Using calculator with descriptive statistics outputs

PaulLardet · January 29, 2024, 4:54pm

I am trying to use “Descriptive statistics” as an entry to calculator :

I want to calculate the mean+2sigma for each time step, but it seems not possible to use “mean” and “standard deviation” variables at the same time in the calculator. No output array is created in this case.
Is this because these two variables are on separated lines in the table output of “descriptive statistics ?”

Do I miss anything ?

dcthomp · January 29, 2024, 5:47pm

You are correct; the two values are in different tables; the calculator expects the input columns to be in the same table. The spreadsheet view appends the table rows to one another for viewing but they are not really part of the same data.

Unfortunately this means you need to fetch the mean and standard deviation values from their respective tables. A simple python filter could do this. But if you are going to write a python filter, you might as well have it output exactly what you want (mean + 2*sigma).

The python calculator filter provides similar functionality to DescriptiveStatistics; you might look into using it to compute the mean and standard deviations instead of the DescriptiveStatistics filter.

Kenneth_Moreland · January 29, 2024, 6:03pm

Does anyone know why the statistics filter is designed this way? This definitely seems like an anti-feature. I cannot think of a good use case for splitting the output into two tables. And even if one existed, it would be a lot easier to use the Pass Arrays filter to subselect columns than to combine the tables together.

Kenneth_Moreland · January 29, 2024, 6:27pm

Here is a more helpful replay than my last one. Rather than make a Programmable Filter to compute (mean + 2*sigma) as @dcthomp suggested, it might be easer (or at least more generally applicable) to use a Programmable Filter to merge the tables together. You can do that by adding the Programmable Filter to the statical model of the statistics output, set the Output Data Set Type to vtkTable, and set the script to

inblocks = inputs[0]

for block in inblocks:
  for cIndex in range(block.GetNumberOfColumns()):
    output.AddColumn(block.GetColumn(cIndex))
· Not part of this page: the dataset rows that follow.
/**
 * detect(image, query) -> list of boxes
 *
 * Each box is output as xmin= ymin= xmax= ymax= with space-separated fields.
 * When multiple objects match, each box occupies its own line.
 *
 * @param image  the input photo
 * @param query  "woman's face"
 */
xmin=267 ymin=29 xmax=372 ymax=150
This filter will merge the columns of the two blocks in the table. You can then apply the Calculator to the output of that to compute your expression.

To make this even easier, I encapsulated this into a custom filter. To use it, download this file:

merge-table-blocks.cpd (2.9 KB)

Then in ParaView go to Tools → Manage Custom Filters.... Click on Import and then select this file. After you do that, you will have a new filter in ParaView named Merge Table Blocks that will do the table merging without you having to write the Python code each time.

dcthomp · February 1, 2024, 3:37pm

@Kenneth_Moreland The VTK statistics filters were designed to model the process by which statistics are evaluated:

learning a minimal model from data,
deriving statistics from the model,
assessing data (either the data used during learning or other data),
and testing the model’s hypothesis.

The first table holds the minimal model (i.e., no redundant information – in this case the raw moments) while the second table holds statistics derived from the minimal model (mean, variance, skewness, kurtosis). The VTK filters can be configured to only perform subsets of the above and many meaningful pipelines may not wish to compute derived statistics. Some of the filters require significant computation to produce derived statistics (e.g., p-values).

While you can argue that these filters are an anti-pattern for ParaView, I think they simply expose an unfeature (or missing feature) of ParaView: that there is no way for filters to report small data back to the client for use by downstream filters. If filters could output something marked for ParaView as “named values,” then filters like the Calculator, the property-link system, Annotate Time, Annotate Selection, Annotate Global Fields, Mesh Quality, Integrate Attributes, and so forth would be much more useful because “named values” like the mean, variance, or integral quantities could be used to scale things, set thresholds, link to camera parameters, etc.

PaulLardet · February 1, 2024, 4:08pm

Many thanks for your answers,
@Kenneth_Moreland, your custom filter do the job for the moment.
I will take some time later to script something more specific to my problem.

Kenneth_Moreland · February 1, 2024, 4:37pm

I understand the use case of turning on/off desired statistics to avoid unnecessary computation. But that seems completely independent of the issue of putting the results in separate blocks. There are lots of filters that allow you to turn on/off the computation of fields. For example, Gradient has lots of derived values that can be turned on/off. But it would be pointless to put the Q Criterion into a separate block than the Gradient.

Why wouldn’t the statistics filter work the same? Add or remove columns in the output table based on which are selected to be computed.

I agree that this a weak point of ParaView. That is all the more reason not to make the problem objectively worse by making the small data even harder to work with.